Even though toxicity limited continued participation of most patients in the trial, the adjustment of dosage  — smaller doses over longer periods of time — seemed to deal with the worst of the problems. “Panobinostat was effective in improving MF-related symptons in the majority of patients treated for longer than a month,” wrote Mascarenha. “Significant reduction in splenomegaly was observed at the end of six cycles…Importantly a near CR (complete response) was obtained in a single patient after >12 cycles of  therapy at reduced dos(age)…”

That single patient was Alice.  And of the remaining patients still on trial and evaluable for response after six cycles of panobinostat, Alice is a standout.  She was the only patient whose MF was secondary to essential thrombocythemia, the least aggressive chronic MPN.  And she was one of two who did not have the JAK2 mutation.

Most importantly, she did have a complete response (look at the slides), was no longer transfusion dependent, and like the other patients evaluable after six cycles of the drug, her spleen was no longer palpable.
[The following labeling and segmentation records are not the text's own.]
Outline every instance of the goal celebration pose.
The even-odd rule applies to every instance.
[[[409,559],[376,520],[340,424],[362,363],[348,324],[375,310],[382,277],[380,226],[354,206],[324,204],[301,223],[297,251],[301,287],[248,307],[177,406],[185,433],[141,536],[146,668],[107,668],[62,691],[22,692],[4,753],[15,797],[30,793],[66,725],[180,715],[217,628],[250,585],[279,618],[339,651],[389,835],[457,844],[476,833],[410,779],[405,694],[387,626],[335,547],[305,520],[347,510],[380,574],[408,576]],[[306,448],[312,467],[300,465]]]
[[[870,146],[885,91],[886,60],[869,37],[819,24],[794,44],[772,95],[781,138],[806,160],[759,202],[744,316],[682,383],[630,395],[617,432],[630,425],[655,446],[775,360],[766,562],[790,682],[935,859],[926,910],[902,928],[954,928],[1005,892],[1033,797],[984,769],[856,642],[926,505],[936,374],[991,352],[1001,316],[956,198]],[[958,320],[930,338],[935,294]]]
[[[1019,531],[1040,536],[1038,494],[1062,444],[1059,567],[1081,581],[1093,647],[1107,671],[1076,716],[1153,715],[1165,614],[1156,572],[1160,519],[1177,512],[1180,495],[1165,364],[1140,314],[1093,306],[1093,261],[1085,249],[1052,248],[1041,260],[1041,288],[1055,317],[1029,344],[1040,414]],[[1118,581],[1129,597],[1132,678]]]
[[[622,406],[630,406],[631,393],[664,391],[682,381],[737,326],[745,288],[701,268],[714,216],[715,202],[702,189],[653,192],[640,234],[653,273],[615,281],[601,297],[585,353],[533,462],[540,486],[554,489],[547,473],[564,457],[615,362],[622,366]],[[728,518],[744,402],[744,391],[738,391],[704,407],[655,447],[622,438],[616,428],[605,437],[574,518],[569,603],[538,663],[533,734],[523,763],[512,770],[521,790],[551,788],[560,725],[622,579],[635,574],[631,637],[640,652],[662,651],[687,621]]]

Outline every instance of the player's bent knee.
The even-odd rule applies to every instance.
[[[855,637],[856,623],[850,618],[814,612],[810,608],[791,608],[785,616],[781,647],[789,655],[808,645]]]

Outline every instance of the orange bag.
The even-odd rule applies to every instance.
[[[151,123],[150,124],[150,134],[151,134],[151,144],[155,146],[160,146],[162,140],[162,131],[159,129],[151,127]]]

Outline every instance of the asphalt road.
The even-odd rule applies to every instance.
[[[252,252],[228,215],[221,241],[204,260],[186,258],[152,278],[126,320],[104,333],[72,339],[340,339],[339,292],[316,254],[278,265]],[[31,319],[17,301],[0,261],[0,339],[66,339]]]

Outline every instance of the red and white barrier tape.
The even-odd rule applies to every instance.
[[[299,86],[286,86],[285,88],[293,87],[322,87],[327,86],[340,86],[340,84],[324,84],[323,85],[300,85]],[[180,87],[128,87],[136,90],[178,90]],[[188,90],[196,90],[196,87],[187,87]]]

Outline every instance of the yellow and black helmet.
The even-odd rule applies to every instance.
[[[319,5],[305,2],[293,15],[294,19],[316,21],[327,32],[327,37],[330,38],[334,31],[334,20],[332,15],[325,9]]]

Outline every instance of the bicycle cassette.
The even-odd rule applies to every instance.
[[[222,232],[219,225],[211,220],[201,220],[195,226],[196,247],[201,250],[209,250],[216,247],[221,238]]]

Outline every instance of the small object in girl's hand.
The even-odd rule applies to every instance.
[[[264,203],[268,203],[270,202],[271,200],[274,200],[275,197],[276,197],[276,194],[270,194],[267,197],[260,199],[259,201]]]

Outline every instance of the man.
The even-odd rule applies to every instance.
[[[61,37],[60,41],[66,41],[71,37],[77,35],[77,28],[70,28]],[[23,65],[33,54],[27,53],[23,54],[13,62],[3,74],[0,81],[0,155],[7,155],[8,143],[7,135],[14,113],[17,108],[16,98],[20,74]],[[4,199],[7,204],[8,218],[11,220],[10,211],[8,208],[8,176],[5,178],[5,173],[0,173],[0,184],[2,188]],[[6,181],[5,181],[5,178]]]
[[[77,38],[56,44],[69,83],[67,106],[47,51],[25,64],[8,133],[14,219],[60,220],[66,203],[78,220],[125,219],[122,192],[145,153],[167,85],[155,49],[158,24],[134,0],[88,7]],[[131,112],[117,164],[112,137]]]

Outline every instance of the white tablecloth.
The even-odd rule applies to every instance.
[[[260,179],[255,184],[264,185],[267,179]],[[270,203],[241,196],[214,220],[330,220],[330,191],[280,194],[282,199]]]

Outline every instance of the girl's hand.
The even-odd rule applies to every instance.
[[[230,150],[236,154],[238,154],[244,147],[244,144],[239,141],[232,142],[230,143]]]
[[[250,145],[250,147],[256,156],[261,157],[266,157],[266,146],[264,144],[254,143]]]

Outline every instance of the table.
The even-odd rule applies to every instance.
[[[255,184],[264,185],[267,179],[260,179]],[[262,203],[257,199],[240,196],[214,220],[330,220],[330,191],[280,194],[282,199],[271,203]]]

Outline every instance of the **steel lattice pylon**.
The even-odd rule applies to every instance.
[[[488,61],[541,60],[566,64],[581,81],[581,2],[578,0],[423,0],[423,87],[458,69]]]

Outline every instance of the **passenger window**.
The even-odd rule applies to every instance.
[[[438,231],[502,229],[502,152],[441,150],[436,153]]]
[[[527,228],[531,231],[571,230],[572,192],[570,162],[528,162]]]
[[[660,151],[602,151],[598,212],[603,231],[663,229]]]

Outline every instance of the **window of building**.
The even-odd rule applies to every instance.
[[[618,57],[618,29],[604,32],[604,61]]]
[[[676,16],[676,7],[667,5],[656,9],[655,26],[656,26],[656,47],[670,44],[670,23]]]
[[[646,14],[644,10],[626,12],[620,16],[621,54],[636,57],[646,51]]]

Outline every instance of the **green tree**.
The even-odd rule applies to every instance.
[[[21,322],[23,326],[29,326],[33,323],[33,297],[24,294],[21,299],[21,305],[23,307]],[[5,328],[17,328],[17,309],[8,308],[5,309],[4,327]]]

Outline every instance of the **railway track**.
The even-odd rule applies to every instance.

The Hoffman Mt. Sinai trial, despite its small size and high drop-out rate due to toxicity, was successful enough to warrant  a long extension and help power the new combinatorial trial sponsored by his Mt. Sinai associate John Mascarenhas (Clinical trial NCTO 1693601).  The unmistakable evidence of complete response, fibrosis reversal and restored hematopoietic function is a powerful argument.  Linking Panobinostat with the proven track record and limitations of Jakafi — which also has issues with thrombocyopenia and anemia — does not at first seem to make sense.  But the whole is greater than the sum of the parts and, as suggested in the Baffert et al paper, above,  there is some evidence of synergy between the two drugs that could prove powerful.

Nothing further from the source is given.